As for camera performance, check out this slideshow, where I put the One X up against the iPhone 4S. The One X has a dedicated imaging chip, and the handset's camera app boasts a wide variety of modes including smile detection and the ability to adjust flash level depending on ambient lighting (HTC calls this feature "Master of Light").
The result is a camera with crisp detail and pleasing quality that's as good as the iPhone 4S', while having a more aggressive HDR mode. While the colors are not as warm compared with the 4S', the One X delivers sharper images. If you're looking for an Android handset that can match the iPhone's camera, the One X is it.
Lastly, the One X comes with a whole slew of connectivity options, including Bluetooth 4.0, near-field communication (NFC), DLNA, MHL, as well as HSPA. The One X also comes with a Media Link mode, which you connect with a Media Link HD accessory (sold separately) to turn your television into a smart TV.
The One X packs Nvidia's cutting-edge Tegra 3 chipset, which has a quad-core processor as well as a low-power core that kicks in when the handset is in standby mode. Overall I experienced performance that was blazingly fast -- you won't feel any Android "lag" when using this phone. HTC also claims a fast camera startup of 0.7 second and 0.2 second autofocus. The One X seems to perform as advertised, with really snappy shots and nimble autofocus.
Using our usual test settings of having two Gmail accounts, Twitter as well as Facebook on push, the One X's 1,800mAh battery lasted for about a full day. You can probably get more if you're willing to turn off push notifications. With the phone's nonremovable battery, however, I recommend keeping a charger handy just in case.
I didn't find any issues with voice quality and reception when making calls with the HTC One X. While speaker volume was loud, you may want to switch the default ringtones for something with a higher pitch. You may end up missing important calls and text alerts otherwise.
HTC seems to have hit all the right notes with the One X. If you've been waiting patiently to upgrade your Android handset, look no further.
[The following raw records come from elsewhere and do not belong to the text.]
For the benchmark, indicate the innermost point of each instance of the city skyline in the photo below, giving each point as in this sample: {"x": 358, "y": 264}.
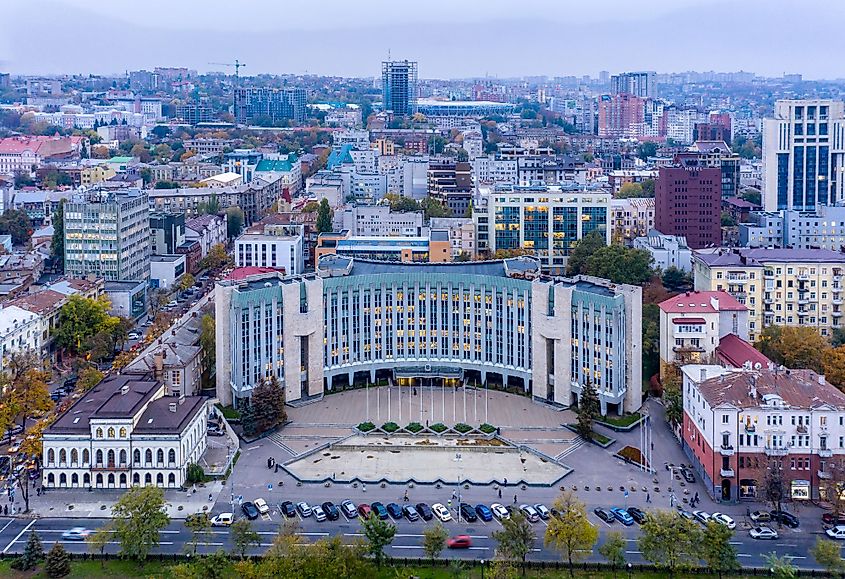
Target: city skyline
{"x": 284, "y": 41}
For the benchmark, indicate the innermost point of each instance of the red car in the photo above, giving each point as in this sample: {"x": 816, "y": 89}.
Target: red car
{"x": 459, "y": 542}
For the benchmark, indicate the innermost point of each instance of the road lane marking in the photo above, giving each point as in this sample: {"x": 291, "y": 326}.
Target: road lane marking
{"x": 32, "y": 522}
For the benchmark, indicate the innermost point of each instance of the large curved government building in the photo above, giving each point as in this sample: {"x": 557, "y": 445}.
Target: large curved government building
{"x": 496, "y": 321}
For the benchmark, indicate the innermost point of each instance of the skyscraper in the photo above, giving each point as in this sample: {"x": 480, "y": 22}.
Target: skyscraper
{"x": 399, "y": 86}
{"x": 804, "y": 154}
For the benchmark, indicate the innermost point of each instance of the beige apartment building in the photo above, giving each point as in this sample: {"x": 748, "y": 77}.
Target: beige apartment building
{"x": 790, "y": 287}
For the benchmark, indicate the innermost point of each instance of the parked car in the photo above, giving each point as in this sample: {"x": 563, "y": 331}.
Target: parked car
{"x": 223, "y": 520}
{"x": 331, "y": 511}
{"x": 410, "y": 513}
{"x": 394, "y": 510}
{"x": 785, "y": 518}
{"x": 349, "y": 509}
{"x": 763, "y": 533}
{"x": 249, "y": 510}
{"x": 425, "y": 511}
{"x": 76, "y": 534}
{"x": 262, "y": 507}
{"x": 604, "y": 515}
{"x": 542, "y": 511}
{"x": 441, "y": 512}
{"x": 288, "y": 509}
{"x": 530, "y": 513}
{"x": 723, "y": 519}
{"x": 459, "y": 542}
{"x": 484, "y": 513}
{"x": 467, "y": 512}
{"x": 379, "y": 510}
{"x": 500, "y": 512}
{"x": 637, "y": 514}
{"x": 304, "y": 509}
{"x": 622, "y": 516}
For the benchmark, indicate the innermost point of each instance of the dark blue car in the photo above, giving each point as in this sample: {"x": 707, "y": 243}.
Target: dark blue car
{"x": 484, "y": 513}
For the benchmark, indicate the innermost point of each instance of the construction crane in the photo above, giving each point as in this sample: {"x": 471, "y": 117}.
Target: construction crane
{"x": 237, "y": 64}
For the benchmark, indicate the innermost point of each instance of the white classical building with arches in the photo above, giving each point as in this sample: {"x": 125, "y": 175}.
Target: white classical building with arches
{"x": 125, "y": 432}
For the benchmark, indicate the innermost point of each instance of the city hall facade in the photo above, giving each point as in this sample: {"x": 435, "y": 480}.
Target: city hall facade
{"x": 502, "y": 321}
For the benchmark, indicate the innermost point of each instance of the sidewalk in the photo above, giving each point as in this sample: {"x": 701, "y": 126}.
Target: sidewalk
{"x": 97, "y": 504}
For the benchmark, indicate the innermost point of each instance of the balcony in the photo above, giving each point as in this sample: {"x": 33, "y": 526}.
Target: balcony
{"x": 777, "y": 450}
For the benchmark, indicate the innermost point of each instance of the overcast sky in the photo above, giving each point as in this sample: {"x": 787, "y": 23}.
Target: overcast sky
{"x": 449, "y": 38}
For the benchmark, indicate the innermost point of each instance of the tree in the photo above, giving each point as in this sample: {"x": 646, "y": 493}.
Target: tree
{"x": 138, "y": 516}
{"x": 379, "y": 534}
{"x": 58, "y": 561}
{"x": 243, "y": 537}
{"x": 621, "y": 264}
{"x": 571, "y": 534}
{"x": 33, "y": 553}
{"x": 793, "y": 346}
{"x": 234, "y": 221}
{"x": 828, "y": 554}
{"x": 669, "y": 541}
{"x": 434, "y": 539}
{"x": 324, "y": 217}
{"x": 57, "y": 244}
{"x": 589, "y": 408}
{"x": 583, "y": 250}
{"x": 613, "y": 549}
{"x": 716, "y": 549}
{"x": 186, "y": 282}
{"x": 199, "y": 524}
{"x": 516, "y": 538}
{"x": 780, "y": 567}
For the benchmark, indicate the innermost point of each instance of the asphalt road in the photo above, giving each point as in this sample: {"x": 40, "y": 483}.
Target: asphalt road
{"x": 407, "y": 543}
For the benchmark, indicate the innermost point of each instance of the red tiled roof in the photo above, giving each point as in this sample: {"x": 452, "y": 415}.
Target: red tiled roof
{"x": 700, "y": 303}
{"x": 734, "y": 351}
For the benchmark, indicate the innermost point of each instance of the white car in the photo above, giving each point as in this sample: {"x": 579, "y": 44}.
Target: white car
{"x": 261, "y": 505}
{"x": 763, "y": 533}
{"x": 723, "y": 519}
{"x": 837, "y": 532}
{"x": 500, "y": 512}
{"x": 222, "y": 520}
{"x": 441, "y": 512}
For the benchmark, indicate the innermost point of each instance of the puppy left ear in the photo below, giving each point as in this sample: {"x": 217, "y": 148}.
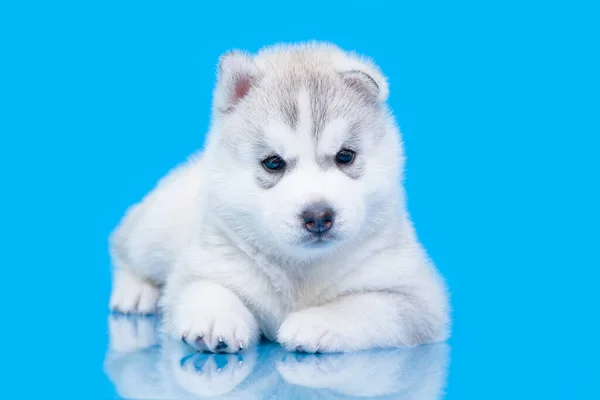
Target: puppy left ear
{"x": 236, "y": 75}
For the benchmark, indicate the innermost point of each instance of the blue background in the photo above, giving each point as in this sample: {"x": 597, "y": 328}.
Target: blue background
{"x": 499, "y": 107}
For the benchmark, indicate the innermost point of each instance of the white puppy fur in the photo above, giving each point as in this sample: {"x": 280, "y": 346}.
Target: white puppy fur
{"x": 227, "y": 241}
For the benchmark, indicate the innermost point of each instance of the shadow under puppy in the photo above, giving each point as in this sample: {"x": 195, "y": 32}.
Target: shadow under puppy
{"x": 291, "y": 222}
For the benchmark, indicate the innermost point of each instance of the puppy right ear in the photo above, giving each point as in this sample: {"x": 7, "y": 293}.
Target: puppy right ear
{"x": 236, "y": 75}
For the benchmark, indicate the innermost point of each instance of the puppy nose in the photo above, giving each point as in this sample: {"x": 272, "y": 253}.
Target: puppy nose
{"x": 318, "y": 218}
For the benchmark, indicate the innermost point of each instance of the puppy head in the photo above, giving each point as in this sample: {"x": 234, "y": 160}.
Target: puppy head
{"x": 304, "y": 154}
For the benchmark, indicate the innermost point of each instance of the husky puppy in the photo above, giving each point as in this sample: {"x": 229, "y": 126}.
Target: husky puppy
{"x": 292, "y": 221}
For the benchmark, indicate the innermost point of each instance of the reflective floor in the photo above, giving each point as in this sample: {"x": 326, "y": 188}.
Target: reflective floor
{"x": 142, "y": 364}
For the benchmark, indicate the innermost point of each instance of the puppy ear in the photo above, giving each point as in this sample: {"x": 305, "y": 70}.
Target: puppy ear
{"x": 236, "y": 75}
{"x": 363, "y": 82}
{"x": 362, "y": 74}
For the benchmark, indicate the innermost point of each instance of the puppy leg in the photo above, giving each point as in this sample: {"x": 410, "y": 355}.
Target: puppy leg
{"x": 208, "y": 317}
{"x": 132, "y": 294}
{"x": 363, "y": 321}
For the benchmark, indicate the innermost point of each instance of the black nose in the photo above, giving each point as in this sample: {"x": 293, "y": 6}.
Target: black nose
{"x": 318, "y": 218}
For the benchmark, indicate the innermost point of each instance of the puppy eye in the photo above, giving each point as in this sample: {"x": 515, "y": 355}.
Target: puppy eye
{"x": 273, "y": 163}
{"x": 344, "y": 156}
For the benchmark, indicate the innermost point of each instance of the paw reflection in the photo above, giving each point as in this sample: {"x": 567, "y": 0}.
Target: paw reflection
{"x": 417, "y": 373}
{"x": 203, "y": 374}
{"x": 142, "y": 364}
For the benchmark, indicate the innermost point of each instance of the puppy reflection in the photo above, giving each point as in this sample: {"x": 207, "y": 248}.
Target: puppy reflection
{"x": 416, "y": 373}
{"x": 142, "y": 364}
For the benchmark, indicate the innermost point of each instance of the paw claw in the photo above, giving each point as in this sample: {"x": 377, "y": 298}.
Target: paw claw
{"x": 221, "y": 346}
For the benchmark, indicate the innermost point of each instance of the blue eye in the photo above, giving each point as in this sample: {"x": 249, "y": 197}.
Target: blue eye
{"x": 273, "y": 163}
{"x": 345, "y": 157}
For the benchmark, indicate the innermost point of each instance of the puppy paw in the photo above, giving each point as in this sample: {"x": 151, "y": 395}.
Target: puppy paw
{"x": 211, "y": 318}
{"x": 132, "y": 294}
{"x": 313, "y": 330}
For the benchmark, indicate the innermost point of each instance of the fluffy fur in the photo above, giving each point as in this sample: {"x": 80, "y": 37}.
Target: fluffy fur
{"x": 221, "y": 240}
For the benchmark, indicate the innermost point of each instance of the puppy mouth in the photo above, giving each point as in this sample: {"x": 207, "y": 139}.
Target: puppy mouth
{"x": 318, "y": 241}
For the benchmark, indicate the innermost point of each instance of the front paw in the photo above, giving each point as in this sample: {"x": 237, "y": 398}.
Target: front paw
{"x": 132, "y": 294}
{"x": 313, "y": 330}
{"x": 210, "y": 318}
With a superb camera, fast performance, an excellent display as well as a sexy design, the One X could be the one for you. If you can hold out, though, you may want to see what Samsung has up it sleeves for its upcoming Samsung Galaxy S III before making a decision.
As a global device, the HTC One X will retail in Singapore on April 2 for S$898 (U.S. $714) without an operator contract. HTC has also announced availability for other countries in Asia, which includes Malaysia, Indonesia, India, Thailand, and the Philippines on the same date. Do note that retail prices will differ from country to country.